“Man on Fire,” a documentary about racism, will be screened Thursday, Oct. 18, at 6 p.m. in the Thompson Student Union Auditorium.
Director Joel Fendelman will introduce the work and lead a question-and-answer session after the screening.
However, the workshop scheduled for Friday, Oct. 19, has been canceled.
“Man on Fire” focuses on Grand Saline, Texas, which has a history of racism, a history the community refuses to talk about. This shroud of secrecy ended when Charles Moore, an elderly white preacher, self-immolated to protest the town’s racism in 2014, shining a spotlight on the town’s dark past.
In the 2017 film, Fendelman and Dr.
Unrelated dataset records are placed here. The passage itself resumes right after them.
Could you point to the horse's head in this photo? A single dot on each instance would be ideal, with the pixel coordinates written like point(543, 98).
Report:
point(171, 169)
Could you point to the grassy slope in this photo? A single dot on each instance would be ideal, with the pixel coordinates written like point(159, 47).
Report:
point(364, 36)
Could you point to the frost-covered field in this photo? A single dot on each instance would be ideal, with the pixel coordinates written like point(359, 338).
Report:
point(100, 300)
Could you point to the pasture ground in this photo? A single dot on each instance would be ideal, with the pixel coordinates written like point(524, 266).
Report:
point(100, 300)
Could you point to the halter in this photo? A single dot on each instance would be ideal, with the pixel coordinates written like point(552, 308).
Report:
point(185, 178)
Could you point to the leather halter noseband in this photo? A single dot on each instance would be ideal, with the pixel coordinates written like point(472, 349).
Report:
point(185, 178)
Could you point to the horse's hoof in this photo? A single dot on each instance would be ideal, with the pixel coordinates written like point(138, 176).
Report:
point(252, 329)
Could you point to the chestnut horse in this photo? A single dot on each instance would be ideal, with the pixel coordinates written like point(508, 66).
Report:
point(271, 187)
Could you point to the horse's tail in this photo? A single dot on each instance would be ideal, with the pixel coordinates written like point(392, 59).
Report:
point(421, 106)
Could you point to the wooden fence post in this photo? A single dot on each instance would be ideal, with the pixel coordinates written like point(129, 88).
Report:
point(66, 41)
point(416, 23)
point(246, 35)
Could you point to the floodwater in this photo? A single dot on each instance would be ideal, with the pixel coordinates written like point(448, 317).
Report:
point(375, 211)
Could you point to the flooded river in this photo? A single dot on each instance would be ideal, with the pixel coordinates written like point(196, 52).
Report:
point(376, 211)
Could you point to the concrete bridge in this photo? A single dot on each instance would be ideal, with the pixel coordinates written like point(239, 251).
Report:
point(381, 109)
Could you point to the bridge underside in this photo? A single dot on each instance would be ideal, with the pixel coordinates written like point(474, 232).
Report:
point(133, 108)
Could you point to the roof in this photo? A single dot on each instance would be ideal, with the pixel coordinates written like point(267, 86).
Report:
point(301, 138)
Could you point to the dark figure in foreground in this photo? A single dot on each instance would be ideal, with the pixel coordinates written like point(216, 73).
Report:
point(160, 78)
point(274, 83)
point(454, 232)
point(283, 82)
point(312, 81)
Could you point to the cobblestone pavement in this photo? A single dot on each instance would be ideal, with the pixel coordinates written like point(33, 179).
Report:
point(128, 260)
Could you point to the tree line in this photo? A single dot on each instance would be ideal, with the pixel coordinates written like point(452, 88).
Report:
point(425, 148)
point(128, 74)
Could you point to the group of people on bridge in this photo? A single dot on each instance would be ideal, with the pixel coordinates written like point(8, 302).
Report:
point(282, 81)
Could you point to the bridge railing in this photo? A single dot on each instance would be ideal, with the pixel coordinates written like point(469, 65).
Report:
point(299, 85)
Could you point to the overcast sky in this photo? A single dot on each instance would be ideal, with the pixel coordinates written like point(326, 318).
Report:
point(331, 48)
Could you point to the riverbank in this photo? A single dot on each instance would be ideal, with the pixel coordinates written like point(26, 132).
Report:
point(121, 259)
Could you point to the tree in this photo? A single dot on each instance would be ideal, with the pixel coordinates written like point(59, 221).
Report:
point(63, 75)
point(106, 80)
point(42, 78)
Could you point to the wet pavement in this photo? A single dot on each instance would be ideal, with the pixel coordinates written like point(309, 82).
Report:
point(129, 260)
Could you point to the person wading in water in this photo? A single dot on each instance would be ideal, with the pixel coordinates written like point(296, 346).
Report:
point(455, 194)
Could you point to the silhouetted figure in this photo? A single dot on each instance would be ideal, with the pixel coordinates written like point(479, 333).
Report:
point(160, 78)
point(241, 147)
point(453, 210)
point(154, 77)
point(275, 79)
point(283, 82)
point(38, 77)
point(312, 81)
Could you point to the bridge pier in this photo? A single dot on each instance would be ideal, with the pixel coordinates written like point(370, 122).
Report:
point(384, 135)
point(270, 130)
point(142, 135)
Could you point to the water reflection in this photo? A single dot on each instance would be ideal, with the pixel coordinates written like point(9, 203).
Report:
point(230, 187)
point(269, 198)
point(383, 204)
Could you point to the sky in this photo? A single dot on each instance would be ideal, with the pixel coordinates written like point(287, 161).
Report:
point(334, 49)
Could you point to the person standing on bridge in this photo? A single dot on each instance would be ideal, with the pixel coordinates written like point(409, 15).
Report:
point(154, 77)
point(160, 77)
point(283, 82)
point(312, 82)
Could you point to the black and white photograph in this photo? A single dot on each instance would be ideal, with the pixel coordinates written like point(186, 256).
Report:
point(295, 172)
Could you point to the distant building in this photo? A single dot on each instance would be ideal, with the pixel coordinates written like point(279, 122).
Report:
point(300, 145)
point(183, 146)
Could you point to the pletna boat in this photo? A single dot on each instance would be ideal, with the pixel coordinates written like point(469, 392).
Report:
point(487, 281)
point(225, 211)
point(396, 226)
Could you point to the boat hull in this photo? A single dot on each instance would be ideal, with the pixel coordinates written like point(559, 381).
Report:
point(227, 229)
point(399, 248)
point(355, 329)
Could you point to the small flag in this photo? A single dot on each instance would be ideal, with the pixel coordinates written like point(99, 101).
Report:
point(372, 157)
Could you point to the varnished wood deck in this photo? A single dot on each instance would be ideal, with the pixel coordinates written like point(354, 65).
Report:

James Chase Sanchez examined the protest and question the racism in Grand Saline as it stands today.
“It’s important for people to realize that things like racism and race relations do not exist in a vacuum,” Jennifer Pizio, associate director in the UT Office for Diversity and Inclusion, said. “By taking time to learn about the historical context within which a situation arises, we are better able to grasp the why and how so we can do things differently and, hopefully, better.”
The free, public event is co-sponsored by the Office of Diversity and Inclusion; the College of Arts and Letters; the Roger Ray Institute for the Humanities; the Department of English, Language and Literature; the Department of History; and the Department of Theatre and Film.